To be honest, I never post the first attempt at taking a good picture of myself, and I’m sure ya’ll can relate. I remember when I first got 100 “likes” and I thought to myself finally I got the “likes” that my sisters usually get. In a sense, I felt like I belonged or was liked by society. I do not mean to say that if you get twenty “likes” that you are not liked, but I get this from the “likes” celebrities usually get. I do believe it’s not something I should place so much value to and it is not healthy in the sense that they are just “likes”. I could not help but to see how “likes” are kind of like the system seen in a more futuristic world from the TV series Black Mirror, except that their system is a number rating from a 1-5.
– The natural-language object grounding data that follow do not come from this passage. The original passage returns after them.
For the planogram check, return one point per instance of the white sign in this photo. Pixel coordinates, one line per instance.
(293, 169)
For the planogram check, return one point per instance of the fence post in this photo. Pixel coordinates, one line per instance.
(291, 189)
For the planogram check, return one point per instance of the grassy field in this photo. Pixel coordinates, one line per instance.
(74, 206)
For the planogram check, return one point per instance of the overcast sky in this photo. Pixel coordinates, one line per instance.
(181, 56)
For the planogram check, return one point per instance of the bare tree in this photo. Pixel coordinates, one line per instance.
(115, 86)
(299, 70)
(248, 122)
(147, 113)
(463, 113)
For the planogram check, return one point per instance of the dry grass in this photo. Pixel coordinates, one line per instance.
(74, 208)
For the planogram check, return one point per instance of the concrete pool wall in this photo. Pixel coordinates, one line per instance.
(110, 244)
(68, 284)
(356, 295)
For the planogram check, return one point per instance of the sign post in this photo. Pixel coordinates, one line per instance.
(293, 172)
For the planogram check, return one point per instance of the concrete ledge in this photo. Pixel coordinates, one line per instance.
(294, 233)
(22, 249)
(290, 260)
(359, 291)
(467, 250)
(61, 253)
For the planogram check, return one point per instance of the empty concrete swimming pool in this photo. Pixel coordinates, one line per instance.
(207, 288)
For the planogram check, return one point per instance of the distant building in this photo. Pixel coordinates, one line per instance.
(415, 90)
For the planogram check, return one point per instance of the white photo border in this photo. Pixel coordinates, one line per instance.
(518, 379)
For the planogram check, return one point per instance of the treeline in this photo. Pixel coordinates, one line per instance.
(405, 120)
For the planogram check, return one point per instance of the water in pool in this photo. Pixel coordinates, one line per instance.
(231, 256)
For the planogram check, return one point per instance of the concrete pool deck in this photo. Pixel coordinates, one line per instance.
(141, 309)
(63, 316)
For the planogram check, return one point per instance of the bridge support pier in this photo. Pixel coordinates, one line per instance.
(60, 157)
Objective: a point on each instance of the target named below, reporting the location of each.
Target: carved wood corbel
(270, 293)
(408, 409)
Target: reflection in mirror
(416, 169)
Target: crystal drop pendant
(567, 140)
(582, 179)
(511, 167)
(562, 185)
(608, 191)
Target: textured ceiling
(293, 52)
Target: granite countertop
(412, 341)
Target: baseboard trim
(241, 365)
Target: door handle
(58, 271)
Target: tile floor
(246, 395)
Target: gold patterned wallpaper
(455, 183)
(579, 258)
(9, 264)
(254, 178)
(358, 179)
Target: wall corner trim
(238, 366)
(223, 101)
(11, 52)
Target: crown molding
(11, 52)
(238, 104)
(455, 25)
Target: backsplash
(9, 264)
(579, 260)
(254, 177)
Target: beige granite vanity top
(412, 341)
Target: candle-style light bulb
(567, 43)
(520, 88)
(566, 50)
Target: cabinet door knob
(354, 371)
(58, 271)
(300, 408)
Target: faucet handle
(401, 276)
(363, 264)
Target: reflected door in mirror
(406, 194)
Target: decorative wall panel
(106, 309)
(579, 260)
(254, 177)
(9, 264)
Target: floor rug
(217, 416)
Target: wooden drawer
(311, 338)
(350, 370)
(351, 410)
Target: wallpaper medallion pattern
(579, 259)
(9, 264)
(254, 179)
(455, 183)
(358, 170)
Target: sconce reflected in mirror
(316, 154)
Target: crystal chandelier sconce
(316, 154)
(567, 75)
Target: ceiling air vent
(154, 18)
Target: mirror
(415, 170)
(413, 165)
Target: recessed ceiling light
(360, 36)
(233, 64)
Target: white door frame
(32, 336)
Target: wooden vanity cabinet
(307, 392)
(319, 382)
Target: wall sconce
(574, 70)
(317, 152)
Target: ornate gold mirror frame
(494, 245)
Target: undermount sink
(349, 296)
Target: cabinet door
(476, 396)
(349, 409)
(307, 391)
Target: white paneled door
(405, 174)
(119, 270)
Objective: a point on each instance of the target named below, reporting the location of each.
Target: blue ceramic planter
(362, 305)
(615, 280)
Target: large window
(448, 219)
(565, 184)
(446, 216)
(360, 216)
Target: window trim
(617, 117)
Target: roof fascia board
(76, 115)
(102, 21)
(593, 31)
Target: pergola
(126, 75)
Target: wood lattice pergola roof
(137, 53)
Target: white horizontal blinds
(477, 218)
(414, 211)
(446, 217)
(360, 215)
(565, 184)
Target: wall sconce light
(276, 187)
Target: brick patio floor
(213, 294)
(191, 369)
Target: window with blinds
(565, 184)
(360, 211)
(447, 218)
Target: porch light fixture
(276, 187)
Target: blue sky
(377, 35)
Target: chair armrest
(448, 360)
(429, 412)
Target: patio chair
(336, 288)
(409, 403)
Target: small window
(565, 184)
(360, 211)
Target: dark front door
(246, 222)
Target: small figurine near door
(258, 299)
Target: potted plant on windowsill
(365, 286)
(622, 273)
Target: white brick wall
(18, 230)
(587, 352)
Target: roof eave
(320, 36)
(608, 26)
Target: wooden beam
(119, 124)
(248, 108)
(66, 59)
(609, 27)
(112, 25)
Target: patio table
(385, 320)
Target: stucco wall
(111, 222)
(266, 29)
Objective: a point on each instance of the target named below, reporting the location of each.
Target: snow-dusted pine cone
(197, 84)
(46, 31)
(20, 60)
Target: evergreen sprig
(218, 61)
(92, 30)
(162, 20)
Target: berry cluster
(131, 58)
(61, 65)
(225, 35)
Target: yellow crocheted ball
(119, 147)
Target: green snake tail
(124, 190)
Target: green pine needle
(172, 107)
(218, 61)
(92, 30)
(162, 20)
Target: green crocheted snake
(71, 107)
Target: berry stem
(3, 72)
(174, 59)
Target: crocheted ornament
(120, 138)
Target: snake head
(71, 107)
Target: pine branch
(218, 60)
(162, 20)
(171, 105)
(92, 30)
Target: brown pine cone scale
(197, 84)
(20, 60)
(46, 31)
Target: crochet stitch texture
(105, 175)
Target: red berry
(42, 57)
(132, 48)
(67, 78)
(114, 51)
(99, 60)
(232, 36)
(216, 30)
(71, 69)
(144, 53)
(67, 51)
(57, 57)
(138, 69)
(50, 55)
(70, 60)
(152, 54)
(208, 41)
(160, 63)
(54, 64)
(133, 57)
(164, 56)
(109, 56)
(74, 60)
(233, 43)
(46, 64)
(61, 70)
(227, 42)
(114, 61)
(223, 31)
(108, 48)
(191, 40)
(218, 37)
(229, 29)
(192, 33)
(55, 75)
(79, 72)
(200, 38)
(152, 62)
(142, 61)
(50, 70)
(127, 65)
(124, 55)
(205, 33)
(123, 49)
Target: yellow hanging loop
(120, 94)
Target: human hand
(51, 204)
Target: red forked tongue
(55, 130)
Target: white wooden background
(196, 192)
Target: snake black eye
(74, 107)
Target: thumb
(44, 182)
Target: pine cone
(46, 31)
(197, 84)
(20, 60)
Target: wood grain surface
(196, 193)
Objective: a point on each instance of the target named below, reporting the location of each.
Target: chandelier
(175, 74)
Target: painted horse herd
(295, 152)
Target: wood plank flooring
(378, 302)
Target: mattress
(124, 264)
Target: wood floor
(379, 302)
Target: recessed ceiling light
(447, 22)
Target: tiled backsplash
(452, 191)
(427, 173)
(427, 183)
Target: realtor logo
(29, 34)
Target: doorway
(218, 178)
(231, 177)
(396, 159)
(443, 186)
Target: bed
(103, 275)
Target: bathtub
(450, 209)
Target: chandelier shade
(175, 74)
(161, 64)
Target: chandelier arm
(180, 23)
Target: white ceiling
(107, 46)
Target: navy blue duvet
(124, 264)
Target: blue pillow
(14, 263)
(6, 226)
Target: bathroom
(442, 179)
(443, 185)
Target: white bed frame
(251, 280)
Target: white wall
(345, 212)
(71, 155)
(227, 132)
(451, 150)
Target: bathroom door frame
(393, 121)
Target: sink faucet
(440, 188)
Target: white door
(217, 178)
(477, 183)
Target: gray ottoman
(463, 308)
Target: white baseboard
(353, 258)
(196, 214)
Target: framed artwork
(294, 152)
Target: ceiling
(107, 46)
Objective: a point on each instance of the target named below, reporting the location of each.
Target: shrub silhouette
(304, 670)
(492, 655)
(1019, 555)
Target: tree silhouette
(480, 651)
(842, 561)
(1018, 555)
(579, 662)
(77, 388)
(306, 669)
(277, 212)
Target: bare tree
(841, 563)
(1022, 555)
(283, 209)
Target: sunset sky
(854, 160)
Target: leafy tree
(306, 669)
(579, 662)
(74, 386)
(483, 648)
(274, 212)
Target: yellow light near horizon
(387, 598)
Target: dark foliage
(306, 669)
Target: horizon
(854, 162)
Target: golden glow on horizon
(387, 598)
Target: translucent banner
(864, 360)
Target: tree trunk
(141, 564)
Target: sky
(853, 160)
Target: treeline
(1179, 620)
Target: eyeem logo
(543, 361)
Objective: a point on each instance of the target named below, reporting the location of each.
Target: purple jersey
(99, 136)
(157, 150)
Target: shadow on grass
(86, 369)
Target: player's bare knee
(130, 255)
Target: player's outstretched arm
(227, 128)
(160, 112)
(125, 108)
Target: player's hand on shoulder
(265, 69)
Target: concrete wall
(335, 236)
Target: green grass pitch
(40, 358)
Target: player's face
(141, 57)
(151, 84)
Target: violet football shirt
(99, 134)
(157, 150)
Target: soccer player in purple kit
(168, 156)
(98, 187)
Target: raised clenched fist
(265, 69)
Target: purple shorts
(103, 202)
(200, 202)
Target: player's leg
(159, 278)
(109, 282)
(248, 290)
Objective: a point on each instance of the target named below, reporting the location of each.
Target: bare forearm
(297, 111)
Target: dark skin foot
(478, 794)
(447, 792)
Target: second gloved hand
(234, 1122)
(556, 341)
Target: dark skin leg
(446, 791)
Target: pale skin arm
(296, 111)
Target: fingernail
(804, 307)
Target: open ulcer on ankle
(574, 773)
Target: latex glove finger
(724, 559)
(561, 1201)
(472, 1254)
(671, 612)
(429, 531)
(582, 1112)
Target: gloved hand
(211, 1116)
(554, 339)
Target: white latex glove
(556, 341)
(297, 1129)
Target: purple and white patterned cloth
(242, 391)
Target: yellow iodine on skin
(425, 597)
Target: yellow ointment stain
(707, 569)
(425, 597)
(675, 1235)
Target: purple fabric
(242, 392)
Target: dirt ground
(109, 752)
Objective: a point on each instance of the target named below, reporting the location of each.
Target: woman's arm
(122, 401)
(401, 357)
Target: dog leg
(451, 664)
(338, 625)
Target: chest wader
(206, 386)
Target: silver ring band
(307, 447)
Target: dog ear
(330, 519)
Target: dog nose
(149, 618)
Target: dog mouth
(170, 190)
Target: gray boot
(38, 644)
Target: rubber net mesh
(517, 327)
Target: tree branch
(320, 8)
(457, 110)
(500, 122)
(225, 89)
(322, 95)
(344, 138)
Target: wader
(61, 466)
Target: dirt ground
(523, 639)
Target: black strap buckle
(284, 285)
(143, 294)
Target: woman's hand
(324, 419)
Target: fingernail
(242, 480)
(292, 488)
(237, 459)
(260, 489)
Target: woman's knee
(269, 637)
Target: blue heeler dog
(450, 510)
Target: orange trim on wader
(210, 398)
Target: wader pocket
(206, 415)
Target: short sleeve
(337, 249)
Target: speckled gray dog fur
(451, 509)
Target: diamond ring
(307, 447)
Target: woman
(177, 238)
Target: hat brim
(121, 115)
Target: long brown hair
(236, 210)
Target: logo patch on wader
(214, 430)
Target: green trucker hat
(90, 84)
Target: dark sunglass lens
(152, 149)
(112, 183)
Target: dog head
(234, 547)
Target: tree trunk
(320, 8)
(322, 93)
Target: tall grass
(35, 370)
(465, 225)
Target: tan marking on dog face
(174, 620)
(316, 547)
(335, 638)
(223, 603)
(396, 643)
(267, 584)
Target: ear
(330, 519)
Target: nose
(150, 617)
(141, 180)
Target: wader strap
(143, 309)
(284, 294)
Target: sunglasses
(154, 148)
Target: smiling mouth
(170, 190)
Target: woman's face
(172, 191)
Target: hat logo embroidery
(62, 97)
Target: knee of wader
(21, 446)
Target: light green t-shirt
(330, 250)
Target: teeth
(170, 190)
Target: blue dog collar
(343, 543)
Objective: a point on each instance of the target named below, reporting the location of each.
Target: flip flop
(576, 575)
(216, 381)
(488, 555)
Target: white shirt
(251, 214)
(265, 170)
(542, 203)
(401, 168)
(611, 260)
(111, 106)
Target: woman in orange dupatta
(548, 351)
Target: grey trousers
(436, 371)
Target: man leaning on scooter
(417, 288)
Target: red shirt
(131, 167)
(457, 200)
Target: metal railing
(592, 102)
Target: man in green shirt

The rating system goes as follows, a 1 is considered the lowest and 5 is considered the highest. People rate each other on the spot, for example if you see a friend at the coffee shop you would use your phone and rate them. You would rate them based on what you liked about them (i.e. their clothes, friendliness, what they are eating…). The rating system also shows how well off you are in life. If you have a really good rating then you must be wealthy and live a good life.
The episode, “Nosedive”, from Black Mirror presents the life of Lacie Pound who has a 4.2 rating. Lacie becomes obsessed with the rating system and soon finds out that she has to have a 4.5 rating to live at an upper-class estate. She decides to be a bridesmaid for her childhood best friend, because her “friend” has a really good rating system. If she also delivers a good speech on her wedding her ratings will go up. However, on her road trip she goes through difficulties and her rating goes down causing her to end up in jail. Her ratings were not the reason why she ended up in jail, it was her actions.
The ratings in“Nosedive” were so openly expressed and one could see the ratings of others if they wanted to. With our social media, I feel like we do this more privately and often see that selfies or good times get more “likes”. These systems blur what is real since we tend to judge based on how we feel about what the person is showing us.
When Lacie ends up in jail, there is this guy who has a conversation with her and they end up telling each other how they truly feel about one another. This scene really stood out to me because they were both able to let go of any true feelings they really had since they no longer had the ranking system. I think is scary to think that one has to act a certain way in this futuristic world to fit into society.
What is the reality we are portraying that is based on ratings, likes, and followers? I feel like we need to critically think about how and why we use social media.